The former St. Vincent and the Grenadines Calypso Monarch, whose real name is Lornette Yoland Nedd, was, clearly, “head and shoulders” above the 11 other contenders, based on the crowd’s reaction, in the judging of the Dynamite Calypso Tent, the sole Vincentian calypso tent in the United States and, perhaps, in North America, at Nazareth Hall in East Flatbush, Brooklyn.

Calypso and soca fans roared their superfluous approval during and after Fya Empress’s high-vaulted performance before five judges, who travelled to New York specially to adjudicate the first tent in the calypso competition for Vincy Mas. They were: Daniel Hall, Early Paynter, Ronny Dowers, Vin Stewart and Aubrey Gould.

Though there were other veterans in “the ring” — such as D Man Age, John ‘D Truth’ Dougan, Exposer and Dennis Bowman — it was patent that none matched Fya Empress’s rendition and stage performance.

Singing at no. 9, the 2017 Vincy Calypso Monarch belched out “Solidarity,” with remarkable aplomb, in, unmistakably, raising the bar for Vincentian calypsos in the US.

“Let’s show true love for humanity / If the good Lord loves you / Remember He loves St.

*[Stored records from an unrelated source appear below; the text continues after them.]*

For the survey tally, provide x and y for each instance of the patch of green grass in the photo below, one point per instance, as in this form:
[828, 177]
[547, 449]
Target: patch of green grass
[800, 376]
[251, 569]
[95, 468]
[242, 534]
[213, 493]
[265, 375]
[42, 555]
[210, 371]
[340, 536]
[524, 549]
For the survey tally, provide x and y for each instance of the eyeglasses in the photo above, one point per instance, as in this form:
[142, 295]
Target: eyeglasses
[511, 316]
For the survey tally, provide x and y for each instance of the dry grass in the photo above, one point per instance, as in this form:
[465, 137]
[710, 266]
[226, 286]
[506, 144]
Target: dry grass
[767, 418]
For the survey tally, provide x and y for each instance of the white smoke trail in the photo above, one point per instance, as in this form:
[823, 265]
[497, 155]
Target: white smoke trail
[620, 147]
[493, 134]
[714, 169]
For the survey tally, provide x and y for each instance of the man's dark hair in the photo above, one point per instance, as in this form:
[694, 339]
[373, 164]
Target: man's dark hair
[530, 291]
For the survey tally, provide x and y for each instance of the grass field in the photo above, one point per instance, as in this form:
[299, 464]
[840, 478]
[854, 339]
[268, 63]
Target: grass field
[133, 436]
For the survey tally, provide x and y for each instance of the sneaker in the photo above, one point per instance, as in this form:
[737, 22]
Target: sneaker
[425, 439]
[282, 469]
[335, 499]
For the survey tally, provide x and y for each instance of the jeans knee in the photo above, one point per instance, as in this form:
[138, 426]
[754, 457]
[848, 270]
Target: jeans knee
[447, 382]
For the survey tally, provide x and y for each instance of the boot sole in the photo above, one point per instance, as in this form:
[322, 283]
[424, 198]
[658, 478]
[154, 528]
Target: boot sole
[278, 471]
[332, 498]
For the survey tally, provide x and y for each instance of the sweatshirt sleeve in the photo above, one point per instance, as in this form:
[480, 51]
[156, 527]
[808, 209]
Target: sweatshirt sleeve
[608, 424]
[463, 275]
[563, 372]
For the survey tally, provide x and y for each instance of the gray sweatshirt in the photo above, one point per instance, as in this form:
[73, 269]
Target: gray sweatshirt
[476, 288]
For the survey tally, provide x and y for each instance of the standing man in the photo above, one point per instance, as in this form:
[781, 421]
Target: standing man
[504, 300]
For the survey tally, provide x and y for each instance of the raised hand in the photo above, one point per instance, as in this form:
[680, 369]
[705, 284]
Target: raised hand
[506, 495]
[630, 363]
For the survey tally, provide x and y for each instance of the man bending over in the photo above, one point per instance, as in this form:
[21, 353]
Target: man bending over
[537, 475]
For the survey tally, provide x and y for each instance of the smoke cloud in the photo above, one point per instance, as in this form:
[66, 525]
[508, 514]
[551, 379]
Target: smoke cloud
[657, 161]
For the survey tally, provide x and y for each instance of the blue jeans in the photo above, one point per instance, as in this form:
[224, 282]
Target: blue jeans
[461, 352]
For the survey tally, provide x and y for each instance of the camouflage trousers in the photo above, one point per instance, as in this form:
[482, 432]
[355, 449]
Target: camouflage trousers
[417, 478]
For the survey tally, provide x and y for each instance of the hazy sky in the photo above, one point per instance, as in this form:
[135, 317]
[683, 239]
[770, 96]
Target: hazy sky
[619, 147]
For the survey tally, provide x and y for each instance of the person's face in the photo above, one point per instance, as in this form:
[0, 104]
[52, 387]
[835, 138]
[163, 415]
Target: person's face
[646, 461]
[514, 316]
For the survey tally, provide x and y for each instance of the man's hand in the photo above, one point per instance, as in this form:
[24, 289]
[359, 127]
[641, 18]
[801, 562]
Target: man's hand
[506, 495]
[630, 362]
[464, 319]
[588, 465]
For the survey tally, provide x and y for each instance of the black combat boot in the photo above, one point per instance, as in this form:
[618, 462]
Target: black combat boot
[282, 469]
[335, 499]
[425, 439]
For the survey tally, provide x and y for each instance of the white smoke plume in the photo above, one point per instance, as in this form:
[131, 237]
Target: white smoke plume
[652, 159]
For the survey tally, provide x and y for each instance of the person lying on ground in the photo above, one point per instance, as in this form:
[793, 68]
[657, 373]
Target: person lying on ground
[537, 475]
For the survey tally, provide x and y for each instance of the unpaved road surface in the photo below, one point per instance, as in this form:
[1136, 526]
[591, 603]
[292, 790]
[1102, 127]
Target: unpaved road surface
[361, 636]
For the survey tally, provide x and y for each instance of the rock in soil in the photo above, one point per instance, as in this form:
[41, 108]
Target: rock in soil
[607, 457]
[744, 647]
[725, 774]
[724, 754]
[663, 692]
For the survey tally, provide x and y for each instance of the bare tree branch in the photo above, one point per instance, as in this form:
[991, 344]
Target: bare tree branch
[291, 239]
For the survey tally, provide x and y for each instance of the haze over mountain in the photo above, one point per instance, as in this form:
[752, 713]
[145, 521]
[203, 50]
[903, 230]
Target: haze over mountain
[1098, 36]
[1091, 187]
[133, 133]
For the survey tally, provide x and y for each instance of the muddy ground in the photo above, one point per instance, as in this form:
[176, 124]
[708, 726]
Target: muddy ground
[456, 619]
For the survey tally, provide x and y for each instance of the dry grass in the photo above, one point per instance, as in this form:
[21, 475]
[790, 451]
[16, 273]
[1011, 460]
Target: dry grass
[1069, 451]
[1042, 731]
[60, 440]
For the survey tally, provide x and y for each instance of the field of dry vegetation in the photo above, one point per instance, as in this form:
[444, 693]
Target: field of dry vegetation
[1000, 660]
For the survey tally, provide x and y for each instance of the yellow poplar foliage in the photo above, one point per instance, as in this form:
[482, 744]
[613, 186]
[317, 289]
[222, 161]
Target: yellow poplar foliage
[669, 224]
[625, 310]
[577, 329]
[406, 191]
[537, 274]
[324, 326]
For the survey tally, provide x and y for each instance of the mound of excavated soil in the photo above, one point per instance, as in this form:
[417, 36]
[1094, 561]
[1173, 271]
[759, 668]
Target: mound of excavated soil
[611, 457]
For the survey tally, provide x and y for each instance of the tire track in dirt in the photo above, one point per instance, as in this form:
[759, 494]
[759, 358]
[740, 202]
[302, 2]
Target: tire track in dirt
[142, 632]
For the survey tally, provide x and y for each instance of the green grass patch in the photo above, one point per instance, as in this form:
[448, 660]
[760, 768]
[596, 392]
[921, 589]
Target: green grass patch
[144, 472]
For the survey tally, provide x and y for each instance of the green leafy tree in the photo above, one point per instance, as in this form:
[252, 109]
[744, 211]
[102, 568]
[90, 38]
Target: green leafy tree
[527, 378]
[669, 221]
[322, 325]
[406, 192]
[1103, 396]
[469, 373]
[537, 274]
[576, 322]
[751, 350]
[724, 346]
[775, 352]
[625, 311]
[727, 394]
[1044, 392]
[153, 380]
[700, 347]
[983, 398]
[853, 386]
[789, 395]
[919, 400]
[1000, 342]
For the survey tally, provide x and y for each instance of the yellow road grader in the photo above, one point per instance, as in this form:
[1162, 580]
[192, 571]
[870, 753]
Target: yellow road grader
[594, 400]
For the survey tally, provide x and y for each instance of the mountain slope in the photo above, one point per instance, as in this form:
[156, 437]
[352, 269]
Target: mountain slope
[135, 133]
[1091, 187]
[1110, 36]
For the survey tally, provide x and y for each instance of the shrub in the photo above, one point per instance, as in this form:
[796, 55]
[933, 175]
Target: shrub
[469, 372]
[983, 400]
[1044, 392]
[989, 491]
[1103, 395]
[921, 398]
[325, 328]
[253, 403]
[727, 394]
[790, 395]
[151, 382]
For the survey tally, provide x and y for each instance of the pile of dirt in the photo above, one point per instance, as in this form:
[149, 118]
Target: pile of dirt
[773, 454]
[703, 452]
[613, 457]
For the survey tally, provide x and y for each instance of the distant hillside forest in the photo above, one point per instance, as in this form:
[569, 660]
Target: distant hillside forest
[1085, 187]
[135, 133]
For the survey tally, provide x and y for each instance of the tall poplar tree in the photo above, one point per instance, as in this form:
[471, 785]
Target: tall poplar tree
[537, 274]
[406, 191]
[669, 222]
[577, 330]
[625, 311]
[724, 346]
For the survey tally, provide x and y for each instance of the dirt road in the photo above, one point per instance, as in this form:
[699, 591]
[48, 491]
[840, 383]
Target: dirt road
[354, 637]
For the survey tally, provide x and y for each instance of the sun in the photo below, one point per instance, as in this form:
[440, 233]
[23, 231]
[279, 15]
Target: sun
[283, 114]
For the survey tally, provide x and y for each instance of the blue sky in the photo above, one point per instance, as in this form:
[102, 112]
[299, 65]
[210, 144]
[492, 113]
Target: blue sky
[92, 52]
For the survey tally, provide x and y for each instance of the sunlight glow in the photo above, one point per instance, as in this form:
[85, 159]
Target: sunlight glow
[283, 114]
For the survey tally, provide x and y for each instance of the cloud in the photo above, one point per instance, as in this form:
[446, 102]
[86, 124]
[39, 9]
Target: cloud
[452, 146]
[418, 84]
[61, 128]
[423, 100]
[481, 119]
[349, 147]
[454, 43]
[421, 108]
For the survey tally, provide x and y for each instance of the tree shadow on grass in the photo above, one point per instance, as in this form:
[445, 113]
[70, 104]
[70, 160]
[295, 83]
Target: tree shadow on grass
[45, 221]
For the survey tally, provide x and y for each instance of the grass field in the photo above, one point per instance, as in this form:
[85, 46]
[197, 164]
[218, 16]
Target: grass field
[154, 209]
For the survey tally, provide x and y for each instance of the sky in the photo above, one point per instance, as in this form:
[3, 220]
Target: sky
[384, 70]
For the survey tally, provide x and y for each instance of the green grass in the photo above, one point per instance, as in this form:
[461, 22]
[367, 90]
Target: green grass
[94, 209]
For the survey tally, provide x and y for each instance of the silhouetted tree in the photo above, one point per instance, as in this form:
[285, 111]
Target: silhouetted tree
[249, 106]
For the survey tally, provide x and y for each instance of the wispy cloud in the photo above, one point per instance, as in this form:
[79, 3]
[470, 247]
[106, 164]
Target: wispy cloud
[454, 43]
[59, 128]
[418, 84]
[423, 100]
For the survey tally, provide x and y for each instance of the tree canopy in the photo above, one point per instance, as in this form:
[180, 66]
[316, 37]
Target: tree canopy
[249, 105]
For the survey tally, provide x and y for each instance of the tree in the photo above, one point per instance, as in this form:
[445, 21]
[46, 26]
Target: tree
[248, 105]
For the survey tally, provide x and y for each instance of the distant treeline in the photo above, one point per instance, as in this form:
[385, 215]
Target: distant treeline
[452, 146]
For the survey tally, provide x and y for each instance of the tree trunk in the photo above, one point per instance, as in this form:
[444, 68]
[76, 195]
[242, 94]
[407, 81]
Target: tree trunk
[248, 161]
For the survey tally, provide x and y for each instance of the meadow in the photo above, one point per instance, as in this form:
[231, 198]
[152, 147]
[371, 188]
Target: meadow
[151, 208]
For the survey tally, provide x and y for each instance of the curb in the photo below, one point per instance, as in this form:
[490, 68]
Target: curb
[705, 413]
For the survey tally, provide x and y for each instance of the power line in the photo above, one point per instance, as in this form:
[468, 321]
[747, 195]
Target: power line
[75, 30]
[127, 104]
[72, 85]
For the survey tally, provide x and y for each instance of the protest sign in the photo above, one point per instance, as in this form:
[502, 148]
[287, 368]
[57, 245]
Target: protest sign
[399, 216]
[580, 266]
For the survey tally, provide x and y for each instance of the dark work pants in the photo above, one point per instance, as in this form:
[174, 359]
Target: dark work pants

Vincent and the Grenadines, too,” she sang to applause.

“The journey started with Ebenezer Joshua / He’s the first chief minister/Mitchell and Cato (James Mitchell and Milton Cato, former prime ministers) came after,” she added.

Afterwards, Master of Ceremonies Atiba Williams could not hold back his delight in remarking: “That’s one to watch for in 2019. I tell you, Dynamite (Calypso Tent) coming strong for 2019.”

Fya Empress — a former Ragga Soca Monarch and Road March Winner in Vincy Mas, and three-time Tobago Soca Monarch – is renowned for her signature hit “I am a Vincy”, as well as others in her repertoire, such as “Ah Catch It”; “No Money No Wuk”; “In Excess”; and “Rum Please”.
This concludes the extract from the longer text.